Participants of the “Morras para Morras” (“Girls for Girls”) workshop.

Following a sexual abuse incident at an art academy, Friné wanted a way to continue her passion for art safely. She created a workshop called “Morras para Morras” (“Girls for Girls”), a monthly drawing session where the model and attendees are all women.

Promoting different body types, Friné says, works as a filter to see the kind of people attending the workshops. “We don’t want to go to the same dirty old men who [are] going to try something with the woman model,” she says.

“I’m a fat morena girl and I like it,” says Liz, who says she always sees thin, blonde women at the workshops. “Why aren’t there [different] girls? I’d like it to start being me.”

Liz explains how disappointed she feels when she sees her body painted differently on the participants’ canvases. “I’ve been holding my arms in this pose for several minutes.

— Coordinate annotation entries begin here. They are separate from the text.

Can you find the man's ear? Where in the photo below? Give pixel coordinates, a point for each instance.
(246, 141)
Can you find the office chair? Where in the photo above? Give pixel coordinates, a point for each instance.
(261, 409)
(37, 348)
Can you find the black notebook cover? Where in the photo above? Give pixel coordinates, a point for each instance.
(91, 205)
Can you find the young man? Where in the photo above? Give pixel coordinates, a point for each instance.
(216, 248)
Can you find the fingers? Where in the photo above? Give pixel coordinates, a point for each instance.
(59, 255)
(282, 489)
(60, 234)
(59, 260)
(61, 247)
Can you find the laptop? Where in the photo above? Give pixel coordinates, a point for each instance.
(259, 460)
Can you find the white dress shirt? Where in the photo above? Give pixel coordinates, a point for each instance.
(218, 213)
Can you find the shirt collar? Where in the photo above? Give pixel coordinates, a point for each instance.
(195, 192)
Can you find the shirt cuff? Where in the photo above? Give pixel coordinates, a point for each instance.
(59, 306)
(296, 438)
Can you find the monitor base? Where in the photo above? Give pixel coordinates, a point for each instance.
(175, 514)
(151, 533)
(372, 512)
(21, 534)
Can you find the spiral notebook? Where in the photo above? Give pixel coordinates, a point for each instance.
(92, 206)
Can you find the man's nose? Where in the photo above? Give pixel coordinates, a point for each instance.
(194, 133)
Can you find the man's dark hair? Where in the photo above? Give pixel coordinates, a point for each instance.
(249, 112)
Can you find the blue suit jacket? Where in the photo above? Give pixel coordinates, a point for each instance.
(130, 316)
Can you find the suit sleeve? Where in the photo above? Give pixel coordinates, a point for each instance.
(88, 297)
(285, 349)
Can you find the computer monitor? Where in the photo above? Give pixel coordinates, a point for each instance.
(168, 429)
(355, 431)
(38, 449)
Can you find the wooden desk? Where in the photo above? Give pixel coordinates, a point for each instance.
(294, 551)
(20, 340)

Draw them as they are. Draw this part hanging down because that’s how my body is,” she says. “Fat has always been synonymous with something that is not beautiful, something lazy. And I feel that, when they draw me in these poses that carry an aesthetic, they think, ‘Oh, yes, she looks nice, but she’d look better if she didn’t have that excess weight.’”

For both Liz and Friné, these alterations minimize the effort the models make during the sessions. “It’s very common for them to make us voluptuous like hentai, and it’s like, ‘That’s not me. That is not my body. You’re not seeing. You’re exaggerating [some parts] and eliminating others,’” Friné says. “The body can do everything. I am offering you the power of my body so that we create together.”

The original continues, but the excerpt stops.